The lease will not be renewed on the shopfront in Menai Marketplace, where the doors were shut a year ago following storm damage.
Superintendent Julian Griffiths, who heads Sutherland Shire Police Area Command, said there would be no change to police operations in the Menai area.
“As many would be aware, this shopfront facility has not been occupied by us for 12 months due to storm damage,” he said.
“Prior to that, we have been meeting the needs of the Menai community and surrounding areas for the last eight years with a mobile policing response replacing the previous station officer.
“This arrangement will continue with a strong focus on pro activity.
“I want to reassure the community there will be no change to police operations or current ways to access your local police.
“We can respond to calls for assistance today, just as we did last month and last year.”
Superintendent Griffiths said the recent amalgamation of Miranda and Sutherland commands, had seen local operational police numbers increase as a result of “a flattening of the local management structure”.
Menai Police Station originally co-existed with the Police Dog Unit on Old Illawarra Road before new premises were found in Menai Marketplace in 2002.
The move followed community and political agitation for a stronger police presence in the area, particularly to deal with anti-social behaviour around the town centre.
The police station replaced fast food outlet KFC, which relocated to Menai Central to get drive-through facilities.
Extensive renovations were carried out before police moved in.
The then MP for Menai Alison Megarrity said it was “a fantastic result” and “a greater police presence around Menai – especially at night – is the cornerstone of a safer community for us all”.
Brett Thomas, the Liberal candidate for Menai at the time, said that while the more prominent location was welcome, the police station would be no bigger, and possibly smaller.

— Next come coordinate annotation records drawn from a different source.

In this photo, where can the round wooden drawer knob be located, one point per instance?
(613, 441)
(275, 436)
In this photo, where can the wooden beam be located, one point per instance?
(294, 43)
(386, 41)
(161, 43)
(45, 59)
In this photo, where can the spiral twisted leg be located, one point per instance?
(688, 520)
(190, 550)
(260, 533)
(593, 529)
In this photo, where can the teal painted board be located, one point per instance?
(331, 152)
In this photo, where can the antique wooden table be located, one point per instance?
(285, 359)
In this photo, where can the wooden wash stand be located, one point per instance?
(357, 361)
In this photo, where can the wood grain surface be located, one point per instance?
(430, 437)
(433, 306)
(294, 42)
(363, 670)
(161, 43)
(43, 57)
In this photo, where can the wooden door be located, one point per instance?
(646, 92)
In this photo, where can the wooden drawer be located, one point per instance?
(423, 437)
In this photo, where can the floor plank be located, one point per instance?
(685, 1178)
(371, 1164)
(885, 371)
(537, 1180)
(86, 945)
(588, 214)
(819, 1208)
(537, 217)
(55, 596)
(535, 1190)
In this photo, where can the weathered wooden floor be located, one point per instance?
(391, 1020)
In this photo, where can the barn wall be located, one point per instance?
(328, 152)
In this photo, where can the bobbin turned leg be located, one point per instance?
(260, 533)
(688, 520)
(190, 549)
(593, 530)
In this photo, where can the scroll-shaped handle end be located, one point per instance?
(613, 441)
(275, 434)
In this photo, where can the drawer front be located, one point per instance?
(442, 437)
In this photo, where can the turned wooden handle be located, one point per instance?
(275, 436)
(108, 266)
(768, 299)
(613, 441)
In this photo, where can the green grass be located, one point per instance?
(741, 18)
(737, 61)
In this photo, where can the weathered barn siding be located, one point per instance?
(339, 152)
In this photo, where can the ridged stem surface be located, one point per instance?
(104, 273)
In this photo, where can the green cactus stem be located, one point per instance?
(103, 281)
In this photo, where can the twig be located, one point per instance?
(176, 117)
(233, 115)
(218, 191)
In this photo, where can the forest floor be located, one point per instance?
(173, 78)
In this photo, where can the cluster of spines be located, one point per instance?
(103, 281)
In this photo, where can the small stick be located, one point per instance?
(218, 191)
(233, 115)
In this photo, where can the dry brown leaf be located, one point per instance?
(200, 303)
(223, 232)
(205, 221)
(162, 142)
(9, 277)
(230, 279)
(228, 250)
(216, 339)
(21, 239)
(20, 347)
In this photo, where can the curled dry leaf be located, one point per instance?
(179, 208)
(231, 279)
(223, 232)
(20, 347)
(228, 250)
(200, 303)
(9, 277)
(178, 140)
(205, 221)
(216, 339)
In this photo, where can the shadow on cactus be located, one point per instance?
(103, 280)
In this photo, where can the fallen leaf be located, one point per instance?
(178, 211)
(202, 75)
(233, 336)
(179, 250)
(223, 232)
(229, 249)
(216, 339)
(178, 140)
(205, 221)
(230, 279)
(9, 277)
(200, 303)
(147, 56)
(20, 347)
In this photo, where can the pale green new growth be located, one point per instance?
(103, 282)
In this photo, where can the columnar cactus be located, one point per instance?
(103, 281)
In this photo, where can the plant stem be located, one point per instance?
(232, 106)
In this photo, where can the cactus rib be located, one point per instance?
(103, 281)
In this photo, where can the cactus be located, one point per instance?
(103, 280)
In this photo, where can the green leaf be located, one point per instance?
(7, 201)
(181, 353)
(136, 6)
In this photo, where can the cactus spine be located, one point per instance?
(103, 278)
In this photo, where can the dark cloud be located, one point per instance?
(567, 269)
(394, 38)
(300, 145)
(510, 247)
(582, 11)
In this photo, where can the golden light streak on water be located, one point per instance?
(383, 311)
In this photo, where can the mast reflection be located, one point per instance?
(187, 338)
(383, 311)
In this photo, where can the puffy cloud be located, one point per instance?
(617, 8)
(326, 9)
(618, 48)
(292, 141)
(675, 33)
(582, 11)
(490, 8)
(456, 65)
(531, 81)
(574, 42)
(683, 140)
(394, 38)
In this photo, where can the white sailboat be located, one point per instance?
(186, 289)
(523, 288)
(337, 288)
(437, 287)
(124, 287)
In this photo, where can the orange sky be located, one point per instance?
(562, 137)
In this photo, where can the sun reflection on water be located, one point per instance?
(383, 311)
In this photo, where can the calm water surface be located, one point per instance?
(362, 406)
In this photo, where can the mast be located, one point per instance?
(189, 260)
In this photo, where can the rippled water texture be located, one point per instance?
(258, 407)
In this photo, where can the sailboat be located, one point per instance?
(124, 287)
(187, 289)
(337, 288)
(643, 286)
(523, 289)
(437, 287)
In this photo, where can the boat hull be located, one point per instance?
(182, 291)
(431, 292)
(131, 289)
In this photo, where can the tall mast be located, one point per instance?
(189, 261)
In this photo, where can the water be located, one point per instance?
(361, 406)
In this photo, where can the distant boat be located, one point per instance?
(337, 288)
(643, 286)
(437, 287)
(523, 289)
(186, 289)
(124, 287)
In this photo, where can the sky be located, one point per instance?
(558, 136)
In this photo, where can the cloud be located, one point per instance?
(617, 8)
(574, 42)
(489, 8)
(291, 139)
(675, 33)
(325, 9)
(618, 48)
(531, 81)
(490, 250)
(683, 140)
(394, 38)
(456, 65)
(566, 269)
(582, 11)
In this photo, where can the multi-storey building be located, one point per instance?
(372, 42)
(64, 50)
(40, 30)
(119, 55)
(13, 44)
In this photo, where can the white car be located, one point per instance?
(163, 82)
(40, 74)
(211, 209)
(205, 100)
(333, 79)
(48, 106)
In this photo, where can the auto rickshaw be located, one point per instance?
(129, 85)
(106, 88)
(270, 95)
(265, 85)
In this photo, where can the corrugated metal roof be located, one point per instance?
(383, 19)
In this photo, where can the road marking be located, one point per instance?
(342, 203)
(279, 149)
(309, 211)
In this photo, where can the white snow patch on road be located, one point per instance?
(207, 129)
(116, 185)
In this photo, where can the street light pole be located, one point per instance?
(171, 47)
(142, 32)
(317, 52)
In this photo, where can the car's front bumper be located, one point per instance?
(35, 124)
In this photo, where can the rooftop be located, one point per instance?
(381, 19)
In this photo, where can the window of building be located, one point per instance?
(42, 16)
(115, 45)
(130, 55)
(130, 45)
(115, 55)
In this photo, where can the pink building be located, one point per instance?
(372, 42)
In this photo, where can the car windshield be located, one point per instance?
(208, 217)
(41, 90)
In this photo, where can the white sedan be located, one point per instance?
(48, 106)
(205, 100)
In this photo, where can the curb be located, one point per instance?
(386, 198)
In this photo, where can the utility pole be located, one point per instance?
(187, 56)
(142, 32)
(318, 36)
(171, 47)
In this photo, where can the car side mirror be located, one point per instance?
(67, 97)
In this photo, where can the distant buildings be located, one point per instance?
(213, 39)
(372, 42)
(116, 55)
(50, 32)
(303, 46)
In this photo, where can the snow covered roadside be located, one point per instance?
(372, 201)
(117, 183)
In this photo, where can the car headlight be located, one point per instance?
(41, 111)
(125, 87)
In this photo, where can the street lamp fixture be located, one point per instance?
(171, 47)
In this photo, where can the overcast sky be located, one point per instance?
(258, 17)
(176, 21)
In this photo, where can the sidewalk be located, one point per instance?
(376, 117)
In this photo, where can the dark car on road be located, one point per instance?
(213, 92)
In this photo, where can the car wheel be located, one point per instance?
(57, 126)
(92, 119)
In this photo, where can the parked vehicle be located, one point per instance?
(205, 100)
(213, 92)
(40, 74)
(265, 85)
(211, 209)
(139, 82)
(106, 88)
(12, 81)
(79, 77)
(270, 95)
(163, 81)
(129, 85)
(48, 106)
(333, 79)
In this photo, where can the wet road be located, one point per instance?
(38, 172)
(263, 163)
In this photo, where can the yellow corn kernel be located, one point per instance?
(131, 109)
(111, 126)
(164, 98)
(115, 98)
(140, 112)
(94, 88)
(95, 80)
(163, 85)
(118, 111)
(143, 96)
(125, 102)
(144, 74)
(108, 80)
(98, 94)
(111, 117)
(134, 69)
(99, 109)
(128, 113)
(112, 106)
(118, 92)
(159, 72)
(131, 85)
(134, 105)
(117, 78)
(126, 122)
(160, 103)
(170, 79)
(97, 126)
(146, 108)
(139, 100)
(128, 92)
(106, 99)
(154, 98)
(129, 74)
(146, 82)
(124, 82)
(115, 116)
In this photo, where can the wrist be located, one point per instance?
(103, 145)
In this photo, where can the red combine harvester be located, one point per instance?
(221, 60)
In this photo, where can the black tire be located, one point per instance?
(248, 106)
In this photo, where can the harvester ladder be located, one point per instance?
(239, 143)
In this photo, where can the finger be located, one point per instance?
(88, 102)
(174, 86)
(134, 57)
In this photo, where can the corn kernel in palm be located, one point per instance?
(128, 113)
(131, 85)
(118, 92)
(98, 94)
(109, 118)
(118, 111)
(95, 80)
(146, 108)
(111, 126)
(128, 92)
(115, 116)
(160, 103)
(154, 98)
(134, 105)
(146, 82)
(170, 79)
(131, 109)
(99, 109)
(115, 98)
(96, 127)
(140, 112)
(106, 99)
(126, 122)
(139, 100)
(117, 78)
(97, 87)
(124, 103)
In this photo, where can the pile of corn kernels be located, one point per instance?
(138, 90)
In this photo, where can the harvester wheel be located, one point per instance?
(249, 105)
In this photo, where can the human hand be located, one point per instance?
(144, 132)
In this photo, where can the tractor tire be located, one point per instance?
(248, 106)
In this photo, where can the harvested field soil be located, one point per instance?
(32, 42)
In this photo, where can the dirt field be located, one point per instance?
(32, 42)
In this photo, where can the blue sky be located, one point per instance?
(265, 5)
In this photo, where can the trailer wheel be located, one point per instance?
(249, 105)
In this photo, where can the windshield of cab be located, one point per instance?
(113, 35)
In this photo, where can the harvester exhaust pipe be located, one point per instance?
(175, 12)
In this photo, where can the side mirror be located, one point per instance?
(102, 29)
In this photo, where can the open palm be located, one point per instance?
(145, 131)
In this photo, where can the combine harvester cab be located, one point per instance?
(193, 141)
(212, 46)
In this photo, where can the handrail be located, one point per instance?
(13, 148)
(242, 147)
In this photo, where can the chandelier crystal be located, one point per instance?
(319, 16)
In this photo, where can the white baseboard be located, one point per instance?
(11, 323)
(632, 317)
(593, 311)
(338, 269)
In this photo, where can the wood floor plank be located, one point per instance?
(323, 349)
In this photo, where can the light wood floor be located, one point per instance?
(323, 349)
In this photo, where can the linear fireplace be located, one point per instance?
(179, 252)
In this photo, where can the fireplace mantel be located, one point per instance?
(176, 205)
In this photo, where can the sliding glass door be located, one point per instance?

”`The main issue is how many police will be assigned to Menai, and how many patrol cars will be based there,” he said.
The staffing of the station remained a political issue with then Opposition Leader Peter Debnam promising before the 2007 state election to build a new facility at a cost of $25 million and staff it with 25 officers.
Liberal candidate Steve Simpson said the station would be built on its former site in Old Illawarra Road, which is also used by the Dog Unit.
“It is only with increased police numbers and ditching Labor's 'softly-softly' approach that we can begin a zero tolerance fight against youth crime and anti-social behaviour,” he said.
Labor retained government in 2007 and there was no change.
In 2009, the Liberals continued their criticism of the station which by this time opened only during the day and was normally staffed by just one officer .
However, Opposition police spokesman Michael Gallagher said he could not yet say whether it would become a fully staffed, 24-hour operation if the Coalition won the 2011 election.
“I am not in a position to commit ourselves one way or the other way as to our exact policy, but the problems that existed in terms of police visibility have not gone away,” he said.
“Shopkeepers say they don't see the police around the centre enough, and if you are going to have a shopfront station you want maximum advantage from it.
“The message from residents is loud and clear and that is that they want more police in Menai and they want a fully-manned police station.”